A word occurring, invented, or used just for a particular occasion; for example, the word mileconsuming in “the wagon beginning to fall into its slow and mileconsuming clatter” (William Faulkner). Much like the phrase "Hipdy wee" employed below. I do this all the time. One time I complimented someone on this weblog for having "the tommiest links" and about five people wrote asking for the definition of "tommiest" (Like maybe referring to Tommy Boy Records?.) This tends to be confusing for non-native speakers of English. I spend a lot of time while in other countries explaining myself. "What is this you mean, 'my flight was glitchless'?"
I got an email from a stranger this morning, and what a delight! She, Shannon Holman, said she'd found my web site , saw that I was looking for Pinckney Benedict's Dogs of God and offered to send it to me. "I am not a maniac," she closed. Who could resist? But the best treat of all was going to the URL appended to the bottom of her email, and discovering these wonderful poems, these paintchip poems and her resume of irrelevant experience. These are great poems. I'm tempted to print them all out and make a chapbook of them.
When things on this page seem most lackluster and ho-hum, it usually means great things are in the offing! Hipdy wee!
I can't get to sleep! I keep having great ideas!
And now Datsun has a brother, named Baudelaire.
After all the toil and trouble, I couldn't be more pleased by my latest wall sculpture, given as a present to Stewart and named "Datsun".
The past two days have been spent dealing with stupid inanities -- the printer not working for no good reason, going down to GNE and borrowing Craig's printer. Craig's printer not working. Spending hours finding patches for OSX software. Going to Staples and buying clear page holders and report covers. Bringing them home to discover the page holders are wider than the report covers. Going down to Staples again. Printer inexplicably only printing cyan, magenta and yellow, and no black. Tinkering with the printer for a few hours. Going down to studio to find the only copy of a document that needs to be enclosed with the rest of the documents.
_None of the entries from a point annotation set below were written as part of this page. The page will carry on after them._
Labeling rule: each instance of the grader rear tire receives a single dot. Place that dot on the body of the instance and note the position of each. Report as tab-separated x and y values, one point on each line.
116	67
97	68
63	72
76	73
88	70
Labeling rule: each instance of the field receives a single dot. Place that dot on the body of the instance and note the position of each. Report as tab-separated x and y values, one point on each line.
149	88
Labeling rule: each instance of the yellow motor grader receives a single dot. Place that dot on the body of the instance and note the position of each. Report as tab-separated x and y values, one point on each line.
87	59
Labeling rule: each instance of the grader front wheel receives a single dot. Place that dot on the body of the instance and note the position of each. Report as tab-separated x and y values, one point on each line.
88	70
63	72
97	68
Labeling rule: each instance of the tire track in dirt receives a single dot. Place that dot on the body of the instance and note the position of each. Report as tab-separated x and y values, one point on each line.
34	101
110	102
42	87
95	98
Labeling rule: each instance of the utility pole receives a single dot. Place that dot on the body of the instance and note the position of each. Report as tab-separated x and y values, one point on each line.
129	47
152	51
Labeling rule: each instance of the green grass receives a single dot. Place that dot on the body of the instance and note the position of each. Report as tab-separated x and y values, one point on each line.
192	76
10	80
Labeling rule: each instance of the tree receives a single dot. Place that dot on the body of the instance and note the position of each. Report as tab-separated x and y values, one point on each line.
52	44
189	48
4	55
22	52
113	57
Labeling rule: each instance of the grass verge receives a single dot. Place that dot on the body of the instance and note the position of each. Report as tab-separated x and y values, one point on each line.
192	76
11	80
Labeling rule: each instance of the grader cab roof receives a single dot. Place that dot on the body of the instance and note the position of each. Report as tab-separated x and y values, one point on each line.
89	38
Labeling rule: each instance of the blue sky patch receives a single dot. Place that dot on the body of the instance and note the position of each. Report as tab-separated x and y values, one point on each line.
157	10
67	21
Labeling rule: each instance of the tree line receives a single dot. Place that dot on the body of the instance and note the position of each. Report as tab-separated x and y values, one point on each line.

Not finding it. Printer running out of magenta...going to London Drugs for another ink cartridge..... And so on. The best way of dealing with this is just to adopt a peaceful nothing is wrong here attitude and accept that things are the way they are and you can only do what you can do. The worst way of dealing with it is to become infuriated at every little setback, swear at the machinery, kick the machinery, boil with frustration and anger and so on. Any dope can see that the results for these two approaches are essentially the same, but of course I went with the latter strategy.